Bianchi suffered serious head injuries when he lost control of his Marussia and crashed into a recovery vehicle, which had been deployed to take away Adrian Sutil's car, at the 2014 Japanese Grand Prix. He succumbed to his injuries on July 17 last year.
The official investigation into the crash ruled that conditions and Bianchi's failure to "slow sufficiently" under the yellow flags contributed to the accident and subsequently cleared Formula 1 chiefs of any wrongdoing.
However, the family has sent letters to the FIA, Marussia and FOM ahead of plans to take legal action.
"The family of Formula One racing driver, Jules Bianchi, has today announced they plan to take legal action in England relating to the fatal head injuries Jules Bianchi sustained in a violent collision with a mobile crane at the Japanese Grand Prix in Suzuka, 2014," the statement released by Stewarts Law read.
"The letters (to the FIA, Marussia and Formula One Group) explain why the Bianchi family feel the actions of one or more of those parties, amongst others, may have contributed to Jules' fatal accident and invite them to accept that errors were made in the planning, timing, organisation and conduct of the race which took place in dangerous conditions during the typhoon season in Japan."

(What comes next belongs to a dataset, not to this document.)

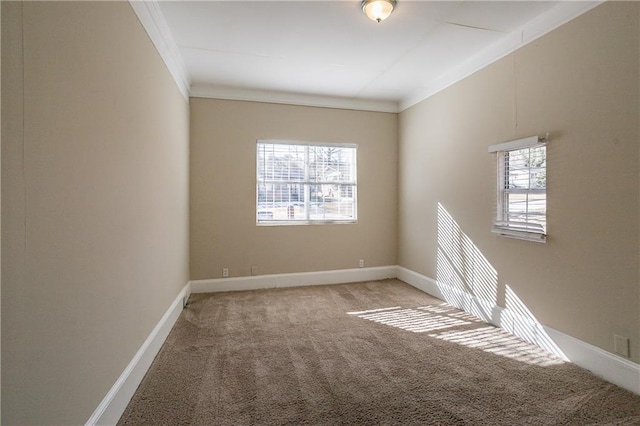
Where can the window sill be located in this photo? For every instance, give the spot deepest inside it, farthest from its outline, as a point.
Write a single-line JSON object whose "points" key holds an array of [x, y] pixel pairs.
{"points": [[303, 222], [520, 234]]}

Julian Chamberlayne of Stewarts Law said: "Jules Bianchi's death was avoidable. The FIA Panel Inquiry Report into this accident made numerous recommendations to improve safety in Formula One but failed to identify where errors had been made which led to Jules' death. It was surprising and distressing to the Bianchi family that the FIA panel in its conclusions, whilst noting a number of contributing factors, blamed Jules.
"The Bianchi family are determined that this legal process should require those involved to provide answers and to take responsibility for any failings. This is important if current and future drivers are to have confidence that safety in the sport will be put first. If this had been the case in Suzuka, Jules Bianchi would most likely still be alive and competing in the sport he loved today."
Bianchi's father Phillipe commented: "We seek justice for Jules, and want to establish the truth about the decisions that led to our son's crash at the Japanese Grand Prix in 2014. As a family, we have so many unanswered questions and feel that Jules' accident and death could have been avoided if a series of mistakes had not been made."